Cross-Facial Nerve Grafting Donor Nerves

This diagram illustrates the anatomy on the unaffected (healthy) side of the face. To restore a smile on the paralyzed side, we identify two distinct 'power sources' on this healthy side:

Smile activity: A redundant branch of the facial nerve supplying the primary smile muscle (zygomaticus major muscle).

Chewing activity: A branch of the nerve supplying the masseter muscle (masseteric nerve).

After surgically locating these specific distal branches, we prepare to connect them to a nerve graft bridge that will carry their signals across the face to power smile movements on the paralyzed side.

Masseteric to Facial Nerve Transfer

Masseteric-Supercharged Cross-Facial Nerve Graft

The long nerve graft harvested from the lower leg is tunneled under the skin across the upper lip via a facelift incision and connected to the two 'power sources': the smile branch and the chewing branch.

Over the next several months, nerve fibers from the healthy side will grow across the nerve graft, where they will later power muscle transferred from the thigh to the face with the spontaneity of a natural smile and the strength of the chewing nerve.

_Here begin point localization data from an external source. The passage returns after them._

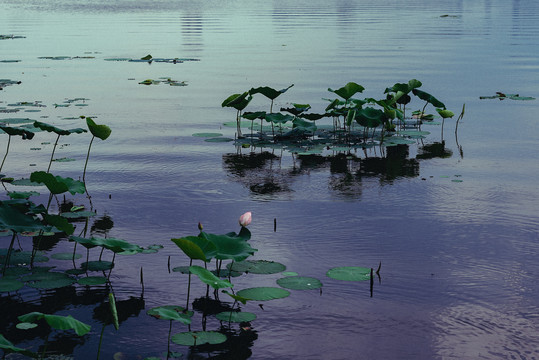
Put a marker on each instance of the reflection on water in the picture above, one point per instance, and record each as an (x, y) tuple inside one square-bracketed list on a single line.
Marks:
[(458, 253)]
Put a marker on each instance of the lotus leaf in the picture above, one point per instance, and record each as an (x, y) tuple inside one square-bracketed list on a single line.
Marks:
[(350, 273), (57, 322), (257, 267), (263, 293), (236, 316), (208, 278), (299, 283), (198, 338), (171, 312)]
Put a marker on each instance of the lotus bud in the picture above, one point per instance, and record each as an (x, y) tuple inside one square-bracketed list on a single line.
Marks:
[(245, 219)]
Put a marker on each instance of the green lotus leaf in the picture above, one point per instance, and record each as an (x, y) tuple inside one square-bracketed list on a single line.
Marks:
[(269, 92), (207, 134), (208, 278), (99, 131), (92, 280), (299, 283), (13, 219), (9, 285), (263, 293), (58, 184), (8, 347), (428, 98), (57, 322), (230, 247), (197, 247), (171, 312), (97, 265), (257, 267), (235, 316), (66, 256), (350, 273), (198, 338), (348, 90), (25, 134), (47, 127)]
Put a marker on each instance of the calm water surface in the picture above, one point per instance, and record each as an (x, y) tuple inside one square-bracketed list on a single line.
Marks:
[(459, 277)]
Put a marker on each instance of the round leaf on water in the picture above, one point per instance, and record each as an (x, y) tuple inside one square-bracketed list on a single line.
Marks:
[(208, 278), (92, 280), (66, 256), (263, 293), (299, 283), (207, 134), (8, 285), (350, 273), (236, 316), (99, 131), (97, 265), (171, 312), (198, 338), (257, 267)]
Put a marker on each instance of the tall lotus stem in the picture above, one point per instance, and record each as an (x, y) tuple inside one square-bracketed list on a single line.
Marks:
[(7, 151), (87, 157)]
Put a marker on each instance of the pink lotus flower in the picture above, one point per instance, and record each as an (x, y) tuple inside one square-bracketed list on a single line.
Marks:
[(245, 219)]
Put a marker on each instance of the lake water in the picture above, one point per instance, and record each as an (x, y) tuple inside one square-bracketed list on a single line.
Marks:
[(457, 235)]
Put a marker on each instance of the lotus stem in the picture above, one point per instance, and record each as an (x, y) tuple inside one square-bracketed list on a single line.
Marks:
[(86, 163), (7, 151), (53, 150)]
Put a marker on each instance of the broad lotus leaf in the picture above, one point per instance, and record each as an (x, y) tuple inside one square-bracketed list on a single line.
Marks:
[(230, 247), (99, 131), (236, 316), (263, 293), (58, 184), (50, 128), (257, 267), (350, 273), (208, 278), (60, 223), (11, 218), (198, 338), (299, 283), (9, 285), (171, 312), (8, 347), (25, 134), (278, 118), (197, 247), (303, 125), (57, 322), (269, 92), (348, 90), (369, 117), (428, 98)]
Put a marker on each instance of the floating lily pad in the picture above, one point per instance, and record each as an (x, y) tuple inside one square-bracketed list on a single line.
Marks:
[(299, 283), (171, 312), (220, 139), (92, 280), (236, 316), (350, 273), (66, 256), (207, 134), (198, 338), (263, 293), (9, 285), (257, 267), (97, 265)]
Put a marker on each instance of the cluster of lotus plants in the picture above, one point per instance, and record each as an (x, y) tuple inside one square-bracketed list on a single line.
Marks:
[(234, 249), (347, 122)]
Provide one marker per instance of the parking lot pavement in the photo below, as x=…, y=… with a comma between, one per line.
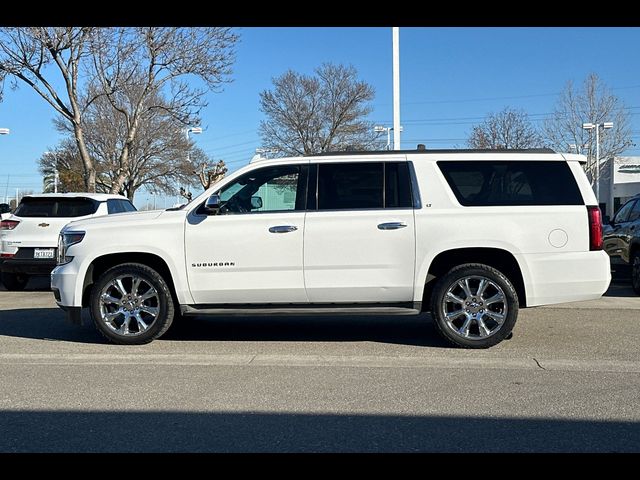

Second Stage Surgery: Muscle Transfer

Free Gracilis Muscle Transfer

Dual-Vector Free Gracilis Muscle Transfer for Smile Reanimation Neurotized by Ipsilateral Masseteric Nerve

After a delay of several months to allow nerve fibers to grow across the nerve graft, a small strip of gracilis muscle is taken from the thigh, divided into two parts, and carefully placed into the face to rebuild the smile. This is done through a well-camouflaged facelift incision, along with small incisions inside the mouth and under the chin.

The Outcome

One year after completing the reconstruction, the patient has a functional, voluntary smile. The transplanted muscle contracts effectively, lifting the corner of the mouth and restoring a more symmetrical and expressive appearance.